The Wood of the Flute: Kashmiris, Music, and the Poetics of Migration

Room B544

Lecture by Thomas Hodgson
Assistant Professor, Department of Musicology and Music Industry
The UCLA Herb Alpert School of Music

For many Kashmiris in Britain and Pakistan, the shehnai (a kind of double-reed shawm) is a powerful symbol of a ‘home from home’. It is often heard and patronized in musical performances that mark important life-cycle events - births, marriages, deaths - within the family, the wider kinship network (biraderi), and at the ‘urs rituals of local Sufi saints. In this talk, I examine how the patronage of the shehnai in these settings affords memories of home, both through the instrument’s materiality and its aurality, especially as its sounds become intertwined with the poetics of the nineteenth-century Sufi, Mian Muhammad Bakhsh. By following the social and economic relationships that develop around this instrument’s production and use, we will see how the circulation of money within poetic recitations injects local memories into performances, connecting instrument makers, to performers, to the Kashmiri diaspora. It is this combination, of sonic ephemerality and instrumental physicality, I suggest, that makes the shehnai such a powerful and instrumental symbol of a home from home.

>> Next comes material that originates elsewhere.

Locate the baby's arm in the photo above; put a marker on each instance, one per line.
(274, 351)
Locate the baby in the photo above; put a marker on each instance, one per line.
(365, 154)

Thomas Hodgson’s current scholarship centers on the ethnomusicology of algorithms and artificial intelligence, with a particular focus on how new digital technologies flow outwards from music streaming companies ‘downstream’ to local ethnographic sites of musical creativity in the Global South. At the core of this project is the conjunction of ethnographic and digital methods, addressing ethical questions of representation, power, and control, especially as these technologies are deployed and experienced in places quite distant from where they were designed in the Global North.

He is currently finishing a book about Kashmiris, music, and migration. Journeys of Love: Kashmiris, Music, and the Poetics of Migration explores questions of memory and exchange among musicians in Pakistan-controlled Kashmir and the Kashmiri diaspora. One of the central themes of the book is the question of how musicians create value and meaning in environments that are being rapidly and radically transformed by migration, changing flows of money, and new technologies. His research has been published in Popular Music, Les Cahiers d’Ethnomusicologie, Sound Studies, and Performing Islam, as well as a number of edited volumes.

Outside academia, Thomas co-founded the music technology platform Tigmus (This is Good Music). The company, which came to represent over 900 venues and 4000 artists, made use of data from streaming and social media platforms such as Spotify, YouTube, and Facebook to tell artists optimally where and when they should perform, making the gig-booking process more efficient and also equitable for musicians seeking to make a living from music. He is also a practicing musician and composer, playing the trumpet, keys, and various other instruments (dulcimers, qanuns, saws, axes, spoons…) in Stornoway, an indie folk band with three UK top-20 albums. Thomas recently collaborated with composer Edward Nesbit to produce an album in response to the Covid-19 pandemic. The album – Aenigmata – was shortlisted for the 2019 RMA Tippett Medal.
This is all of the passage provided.